Pedro y Marisa, ¿Marisa y Pedro? En esta ocasión, esta comparación no es igualitaria. Recuerdo aquellas películas de cine negro de los años 30, en las que una mujer fatal acababa deteriorando, absorbiendo por completo la integridad de un hombre. De esta forma observé y contemplé a Marisa, una mujer que detrás de esa cara angelical, de no haber roto un plato, conduce a Pedro por el rumbo que se le antoja. "¡Ríe, Pedro!" Decía Marisa, y Pedro reía. "¡Has sido muy mala!" Comentaba el chico, a lo que ella contestaba "No soy mala, soy picante". Pedro, demasiadas buenas intenciones para lo que te viene por delante. Marisa seguía la conversación con un tono rebelde, juguetón, incluso en alguna ocasión tomando el pelo de una manera excesiva a Pedro. Sus ojos no reflejaban lo que sí mostraban los del muchacho: dulzura a la hora de hablar, sentimiento, ternura y sobre todo, honestidad en sus palabras.
Cada vez que pienso en lo difícil, pero a la vez maravilloso, que es conseguir a tu media naranja, agradarla, que te agrade, luchar por la relación, conseguir que todo siga adelante a pesar de las piedras del camino, veo a Marisa y a Pedro, dos chicos jóvenes, que se acaban de conocer en un programa de televisión, y me pregunto ¿tenemos que creer lo que nos están intentando vender? Lo siento por aquellos a los que el romanticismo no les haga ver más allá de lo que en unos meses, seguro, pasará (si llega a cumplirse este tiempo). Se separarán, dirán que fue un "amor de unos días", buscarán su hueco en otros programas, y venderán alguna exclusiva. Por favor, ¿quién no lo sabe? Vivamos de la ilusión si no queremos abrir los ojos, pero no neguemos lo evidente. Lo siento, precisamente, por aquellos que todavía no lo ven, y se refugian en esta pareja para recrear en ellos su ideal del amor. Porque en un tiempo, se darán cuenta.
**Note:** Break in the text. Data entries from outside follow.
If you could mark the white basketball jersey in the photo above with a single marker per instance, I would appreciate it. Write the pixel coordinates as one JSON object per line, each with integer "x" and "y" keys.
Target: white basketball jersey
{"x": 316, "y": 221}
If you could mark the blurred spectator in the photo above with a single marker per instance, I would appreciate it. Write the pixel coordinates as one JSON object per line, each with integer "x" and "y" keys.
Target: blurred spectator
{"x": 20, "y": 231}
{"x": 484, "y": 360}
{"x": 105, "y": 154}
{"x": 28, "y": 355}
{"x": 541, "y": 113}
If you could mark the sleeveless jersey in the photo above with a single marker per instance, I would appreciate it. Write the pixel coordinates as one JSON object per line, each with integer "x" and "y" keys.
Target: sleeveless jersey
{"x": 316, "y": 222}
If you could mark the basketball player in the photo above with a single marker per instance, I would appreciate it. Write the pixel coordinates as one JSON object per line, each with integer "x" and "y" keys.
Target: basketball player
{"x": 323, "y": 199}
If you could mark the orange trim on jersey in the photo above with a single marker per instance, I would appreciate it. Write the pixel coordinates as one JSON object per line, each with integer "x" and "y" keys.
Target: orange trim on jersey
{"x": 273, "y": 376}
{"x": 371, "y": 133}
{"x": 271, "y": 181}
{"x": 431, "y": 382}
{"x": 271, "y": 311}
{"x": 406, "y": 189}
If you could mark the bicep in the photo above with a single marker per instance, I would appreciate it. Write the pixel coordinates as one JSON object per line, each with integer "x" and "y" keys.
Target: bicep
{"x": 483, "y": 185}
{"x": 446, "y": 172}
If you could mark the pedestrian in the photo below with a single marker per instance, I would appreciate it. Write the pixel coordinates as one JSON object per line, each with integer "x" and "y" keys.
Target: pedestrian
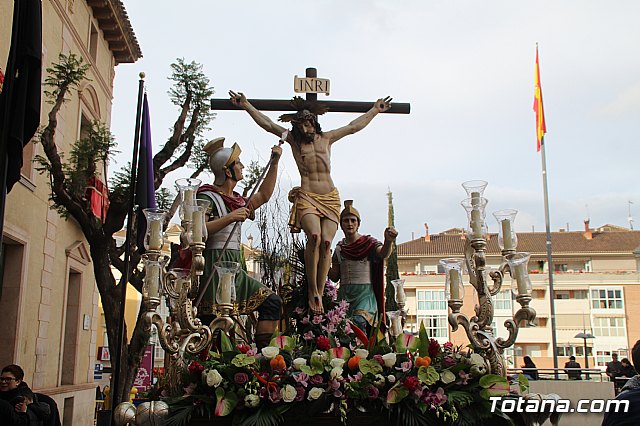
{"x": 630, "y": 392}
{"x": 529, "y": 369}
{"x": 571, "y": 365}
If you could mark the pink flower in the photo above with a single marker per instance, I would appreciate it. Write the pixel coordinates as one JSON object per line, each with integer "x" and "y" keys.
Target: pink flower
{"x": 240, "y": 378}
{"x": 243, "y": 348}
{"x": 463, "y": 377}
{"x": 405, "y": 366}
{"x": 434, "y": 399}
{"x": 434, "y": 347}
{"x": 323, "y": 343}
{"x": 195, "y": 367}
{"x": 190, "y": 389}
{"x": 301, "y": 378}
{"x": 378, "y": 357}
{"x": 449, "y": 361}
{"x": 275, "y": 395}
{"x": 316, "y": 379}
{"x": 372, "y": 392}
{"x": 300, "y": 395}
{"x": 411, "y": 383}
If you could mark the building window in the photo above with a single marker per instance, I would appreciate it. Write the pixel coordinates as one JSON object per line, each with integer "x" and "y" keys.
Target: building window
{"x": 503, "y": 300}
{"x": 606, "y": 327}
{"x": 606, "y": 299}
{"x": 93, "y": 43}
{"x": 580, "y": 294}
{"x": 431, "y": 300}
{"x": 604, "y": 356}
{"x": 436, "y": 325}
{"x": 577, "y": 351}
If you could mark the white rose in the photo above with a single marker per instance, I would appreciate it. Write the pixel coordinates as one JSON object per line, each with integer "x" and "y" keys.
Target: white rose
{"x": 270, "y": 352}
{"x": 389, "y": 359}
{"x": 315, "y": 393}
{"x": 336, "y": 372}
{"x": 288, "y": 393}
{"x": 299, "y": 362}
{"x": 362, "y": 353}
{"x": 252, "y": 400}
{"x": 214, "y": 378}
{"x": 447, "y": 377}
{"x": 337, "y": 362}
{"x": 379, "y": 381}
{"x": 318, "y": 356}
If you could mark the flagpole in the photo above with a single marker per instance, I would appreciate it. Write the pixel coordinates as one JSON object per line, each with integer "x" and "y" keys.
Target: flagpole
{"x": 116, "y": 386}
{"x": 5, "y": 97}
{"x": 549, "y": 257}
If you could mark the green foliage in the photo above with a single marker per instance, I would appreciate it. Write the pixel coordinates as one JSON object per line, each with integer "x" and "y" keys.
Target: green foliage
{"x": 95, "y": 147}
{"x": 67, "y": 73}
{"x": 190, "y": 82}
{"x": 428, "y": 375}
{"x": 120, "y": 182}
{"x": 392, "y": 272}
{"x": 370, "y": 366}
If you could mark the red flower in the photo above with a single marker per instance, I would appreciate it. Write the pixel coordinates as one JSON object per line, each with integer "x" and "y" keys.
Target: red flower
{"x": 434, "y": 347}
{"x": 243, "y": 348}
{"x": 323, "y": 343}
{"x": 195, "y": 367}
{"x": 411, "y": 383}
{"x": 204, "y": 355}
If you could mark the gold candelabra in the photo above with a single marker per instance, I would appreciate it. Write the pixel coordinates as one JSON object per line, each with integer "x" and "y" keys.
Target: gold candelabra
{"x": 478, "y": 328}
{"x": 185, "y": 332}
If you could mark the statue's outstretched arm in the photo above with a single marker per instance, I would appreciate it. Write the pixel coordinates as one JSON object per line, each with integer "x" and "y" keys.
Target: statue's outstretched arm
{"x": 240, "y": 100}
{"x": 381, "y": 105}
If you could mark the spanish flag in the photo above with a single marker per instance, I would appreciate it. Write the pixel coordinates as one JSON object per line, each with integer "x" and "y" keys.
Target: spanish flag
{"x": 541, "y": 127}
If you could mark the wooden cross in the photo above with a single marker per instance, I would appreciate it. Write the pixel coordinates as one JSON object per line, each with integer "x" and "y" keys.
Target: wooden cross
{"x": 285, "y": 105}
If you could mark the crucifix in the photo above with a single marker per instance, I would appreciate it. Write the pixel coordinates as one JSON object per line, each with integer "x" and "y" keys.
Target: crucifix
{"x": 316, "y": 203}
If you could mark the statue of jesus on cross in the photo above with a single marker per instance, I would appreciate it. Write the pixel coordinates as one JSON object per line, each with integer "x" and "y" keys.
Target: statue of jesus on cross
{"x": 316, "y": 203}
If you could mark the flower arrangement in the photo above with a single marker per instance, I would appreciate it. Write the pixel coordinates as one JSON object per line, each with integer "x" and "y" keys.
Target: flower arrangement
{"x": 330, "y": 366}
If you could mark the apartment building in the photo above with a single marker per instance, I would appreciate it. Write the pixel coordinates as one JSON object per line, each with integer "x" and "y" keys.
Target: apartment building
{"x": 596, "y": 284}
{"x": 48, "y": 296}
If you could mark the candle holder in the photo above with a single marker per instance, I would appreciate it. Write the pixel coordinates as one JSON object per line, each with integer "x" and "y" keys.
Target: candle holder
{"x": 454, "y": 287}
{"x": 225, "y": 296}
{"x": 399, "y": 293}
{"x": 154, "y": 237}
{"x": 475, "y": 207}
{"x": 187, "y": 189}
{"x": 507, "y": 238}
{"x": 478, "y": 328}
{"x": 395, "y": 323}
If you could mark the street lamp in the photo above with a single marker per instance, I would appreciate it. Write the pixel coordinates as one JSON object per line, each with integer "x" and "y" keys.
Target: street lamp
{"x": 584, "y": 336}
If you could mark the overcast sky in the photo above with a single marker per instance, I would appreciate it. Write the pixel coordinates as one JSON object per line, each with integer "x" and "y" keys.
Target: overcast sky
{"x": 466, "y": 68}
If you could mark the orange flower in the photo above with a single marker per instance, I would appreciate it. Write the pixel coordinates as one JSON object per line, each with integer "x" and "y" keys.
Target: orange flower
{"x": 422, "y": 361}
{"x": 277, "y": 363}
{"x": 353, "y": 362}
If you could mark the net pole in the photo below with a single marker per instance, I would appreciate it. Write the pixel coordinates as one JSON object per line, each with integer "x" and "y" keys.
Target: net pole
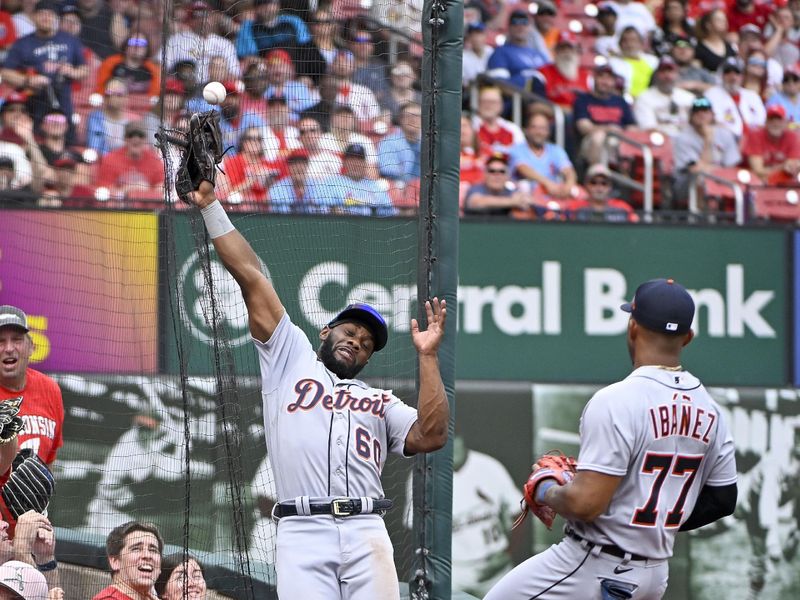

Ojalá me equivoque, y pueda comprobar que el amor también puede darse en las condiciones que les ha tocado vivir a Pedro y Marisa. Ojalá esas miradas o esos gestos que ahora son pasionales se conviertan, cuando ellos ya no estén pendientes de los medios y de las cámaras, en algo por lo que vale la pena seguir adelante. Pero dadas las circunstancias, yo no pondría la mano en el fuego por ellos.